Naming things

While our little language is developing apace, we are still lacking basic features. One is the ability to give names to values and reuse them, which is commonly known as variables. We’ll stay clear of that term for the moment however, as it hints strongly at things that can change and we do not want to go there quite yet. Instead, since we’re binding a name to a value, we’ll call these bindings.

For the same reason, I will not be using the common var or val keywords to declare bindings (var feels mutable, val immutable, and we’re very pointedly not making a decision either way). Instead, we’ll use let, a very good term that I wish more languages used.

Substitution rules

Here, then, is how your typical let statement goes:

let x = 1
x

You should instinctively feel that this evaluates to 1, which is perfectly correct. Do note, however, that there are two distinct parts to this:

This is important, as it tells us we’ll need to add two variants to our AST.

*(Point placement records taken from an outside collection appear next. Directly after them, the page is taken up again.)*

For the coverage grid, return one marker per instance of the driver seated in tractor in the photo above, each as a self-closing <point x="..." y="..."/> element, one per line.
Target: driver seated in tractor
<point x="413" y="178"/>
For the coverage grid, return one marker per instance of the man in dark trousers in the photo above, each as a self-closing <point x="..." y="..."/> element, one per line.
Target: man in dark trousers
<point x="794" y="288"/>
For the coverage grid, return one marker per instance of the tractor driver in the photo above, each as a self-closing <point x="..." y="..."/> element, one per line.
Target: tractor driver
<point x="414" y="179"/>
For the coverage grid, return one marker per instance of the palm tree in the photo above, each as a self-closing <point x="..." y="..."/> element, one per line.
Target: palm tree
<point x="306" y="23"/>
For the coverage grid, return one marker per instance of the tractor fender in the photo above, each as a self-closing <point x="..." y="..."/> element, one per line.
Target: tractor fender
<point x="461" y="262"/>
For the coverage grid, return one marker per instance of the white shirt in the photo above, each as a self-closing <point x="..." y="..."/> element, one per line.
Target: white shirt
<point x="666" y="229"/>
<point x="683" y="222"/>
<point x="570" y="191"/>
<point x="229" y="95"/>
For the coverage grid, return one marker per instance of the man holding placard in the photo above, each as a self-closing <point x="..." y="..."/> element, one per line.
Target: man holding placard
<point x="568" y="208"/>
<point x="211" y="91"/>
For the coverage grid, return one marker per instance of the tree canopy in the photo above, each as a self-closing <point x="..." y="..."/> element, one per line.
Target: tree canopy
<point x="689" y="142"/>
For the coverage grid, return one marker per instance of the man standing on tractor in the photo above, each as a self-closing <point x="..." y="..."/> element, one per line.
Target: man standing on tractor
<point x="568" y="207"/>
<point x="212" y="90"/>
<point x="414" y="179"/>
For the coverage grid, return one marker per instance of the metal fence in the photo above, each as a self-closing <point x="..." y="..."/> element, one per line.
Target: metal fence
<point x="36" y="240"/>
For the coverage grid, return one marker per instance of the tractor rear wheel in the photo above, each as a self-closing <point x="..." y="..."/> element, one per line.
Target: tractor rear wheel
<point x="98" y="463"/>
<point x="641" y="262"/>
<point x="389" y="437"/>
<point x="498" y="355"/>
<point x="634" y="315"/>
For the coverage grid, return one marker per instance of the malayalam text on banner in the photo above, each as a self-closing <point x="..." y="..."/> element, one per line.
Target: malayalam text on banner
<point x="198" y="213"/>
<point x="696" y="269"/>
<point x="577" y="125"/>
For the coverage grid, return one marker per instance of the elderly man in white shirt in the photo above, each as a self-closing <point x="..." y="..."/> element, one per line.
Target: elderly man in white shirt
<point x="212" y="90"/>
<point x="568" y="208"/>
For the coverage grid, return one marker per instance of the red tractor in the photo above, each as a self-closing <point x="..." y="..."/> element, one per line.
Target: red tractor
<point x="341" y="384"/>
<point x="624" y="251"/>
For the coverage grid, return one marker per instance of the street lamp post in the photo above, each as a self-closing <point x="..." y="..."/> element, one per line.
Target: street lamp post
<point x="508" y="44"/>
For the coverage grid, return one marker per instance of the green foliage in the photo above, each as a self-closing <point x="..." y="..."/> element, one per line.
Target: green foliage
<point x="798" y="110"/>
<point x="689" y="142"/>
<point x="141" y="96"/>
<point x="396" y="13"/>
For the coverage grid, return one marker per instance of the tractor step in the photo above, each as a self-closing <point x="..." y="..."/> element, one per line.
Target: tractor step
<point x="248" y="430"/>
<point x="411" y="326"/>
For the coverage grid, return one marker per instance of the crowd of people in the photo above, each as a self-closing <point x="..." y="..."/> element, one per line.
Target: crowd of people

Here’s a slightly less obvious example:

x
let x = 1

This should feel uncomfortable: x is being used before being defined, surely that can’t be right!

Well, technically, it could, depending on how we decide bindings work. But the important point is: there must be some sort of rule to tell us when it’s legal to use a binding.

We’ll call the parts of a program in which a binding can be used its scope, and say that a binding is in scope to mean it can be used. Note that we’re not (yet) defining how scope works, merely that it must exist: at the very least, a binding must exist to be used.

This is why bindings are actually known as local bindings: they are not valid everywhere, but only locally, in their scope.

In order to make things clearer, we’ll make scope an explicit part of our syntax by introducing the in part of a let statement:

let [BINDING] in [SCOPE]

For example:

let x = 1 in x

This syntax removes any ambiguity as to where x comes from. It also shows us something a little interesting: how substitution works for let statements.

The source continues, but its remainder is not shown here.